A few weeks ago, I hiked with some girlfriends. They are young, beautiful mamas and for some reason, they like hiking with me. I have about fifteen years on them and pounds. We hike in some beautiful mountains behind my house. We hike hills. Big, hairy, fat hills that kick us in the butt.
There is a hill on the hike that I felt like sprinting up (I use the word sprint loosely.) I challenged the girls and up we went. Think molasses, pouring uphill, in the winter. Anyway, I kept going to the top. I about died except for the fact that the girls were cheering for me. “Look at her go!” “She’s forty-five and look at her go!” I didn’t think much of it and I am not writing this to brag. If you happened to see me go up the hill, you’d know there is no bragging to be done.

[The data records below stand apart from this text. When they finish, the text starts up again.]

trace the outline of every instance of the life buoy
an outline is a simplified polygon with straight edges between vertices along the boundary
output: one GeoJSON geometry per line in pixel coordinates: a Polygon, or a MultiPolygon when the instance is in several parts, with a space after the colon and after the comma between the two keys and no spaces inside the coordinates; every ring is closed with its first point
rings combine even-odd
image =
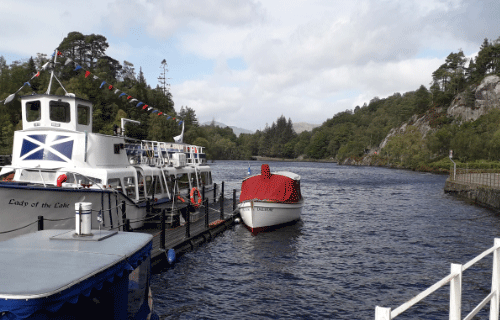
{"type": "Polygon", "coordinates": [[[65,174],[61,174],[59,177],[57,177],[57,186],[62,187],[63,182],[66,182],[68,180],[68,176],[65,174]]]}
{"type": "Polygon", "coordinates": [[[200,190],[198,190],[198,188],[196,187],[193,187],[193,189],[191,189],[191,193],[189,194],[189,198],[191,199],[191,203],[193,204],[193,206],[195,208],[198,208],[201,204],[201,194],[200,194],[200,190]],[[194,197],[194,193],[196,192],[196,196],[198,197],[198,200],[195,200],[194,197]]]}
{"type": "Polygon", "coordinates": [[[179,200],[180,200],[180,201],[182,201],[182,202],[186,202],[186,200],[184,200],[184,198],[183,198],[183,197],[181,197],[181,196],[177,196],[177,199],[179,199],[179,200]]]}
{"type": "Polygon", "coordinates": [[[12,179],[14,179],[13,173],[11,173],[8,176],[6,176],[5,178],[3,178],[2,181],[12,181],[12,179]]]}

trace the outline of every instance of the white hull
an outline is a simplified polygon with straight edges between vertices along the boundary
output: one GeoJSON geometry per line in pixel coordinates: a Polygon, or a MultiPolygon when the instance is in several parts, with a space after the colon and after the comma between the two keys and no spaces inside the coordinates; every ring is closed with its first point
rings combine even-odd
{"type": "Polygon", "coordinates": [[[265,202],[260,200],[240,203],[240,216],[251,231],[272,227],[300,219],[304,200],[298,203],[265,202]]]}

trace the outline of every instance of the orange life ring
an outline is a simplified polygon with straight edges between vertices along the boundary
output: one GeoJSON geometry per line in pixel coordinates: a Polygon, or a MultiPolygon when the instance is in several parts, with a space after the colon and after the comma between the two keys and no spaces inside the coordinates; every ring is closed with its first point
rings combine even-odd
{"type": "Polygon", "coordinates": [[[57,186],[62,187],[63,182],[66,182],[68,180],[68,176],[65,174],[61,174],[59,177],[57,177],[57,186]]]}
{"type": "Polygon", "coordinates": [[[180,200],[180,201],[182,201],[182,202],[186,202],[186,200],[184,200],[184,198],[183,198],[183,197],[181,197],[181,196],[177,196],[177,199],[179,199],[179,200],[180,200]]]}
{"type": "Polygon", "coordinates": [[[195,208],[198,208],[200,206],[202,200],[201,200],[200,190],[198,190],[198,188],[193,187],[193,189],[191,189],[191,193],[189,193],[189,198],[191,199],[191,203],[194,205],[195,208]],[[198,201],[194,199],[195,192],[197,193],[198,201]]]}
{"type": "Polygon", "coordinates": [[[14,179],[13,173],[7,175],[5,178],[2,179],[2,181],[12,181],[12,179],[14,179]]]}

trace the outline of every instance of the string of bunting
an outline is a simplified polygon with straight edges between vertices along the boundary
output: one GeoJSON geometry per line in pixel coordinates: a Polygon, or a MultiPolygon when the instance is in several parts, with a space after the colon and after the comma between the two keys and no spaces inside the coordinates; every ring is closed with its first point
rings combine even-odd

Here’s what struck me days later. I never think, “Look at me, I am forty-five and I can hike/sprint/run up hills! Awesome!” It’s more like this, “You should be doing such and such. You shouldn’t be eating that! You should be moving your bleep. You’re slow!” I’m harsh. I beat myself up. My inner dialogue is brutal. I didn’t even realize it ’til my sweet friends were cheering me on saying they hope they can do what I do when they are forty-five. It shocked me.
I’ve been pondering it ever since and I realize that I want my inner dialogue to cheer for me, not tear me down. I want to see myself as others see me.
I’m so grateful to those girls for cheering me on. It went deeper than I ever imagined. I am now much more aware of my inner dialogue. I stop myself when I am being harsh with myself. I am praying for a more truthful view of myself. I will fist-pump myself when I sprint up a hill. Because after all, forty-five IS the new jive.
Are you aware of your inner dialogue? What steps can you take to be gentle with yourself in your inner dialogue?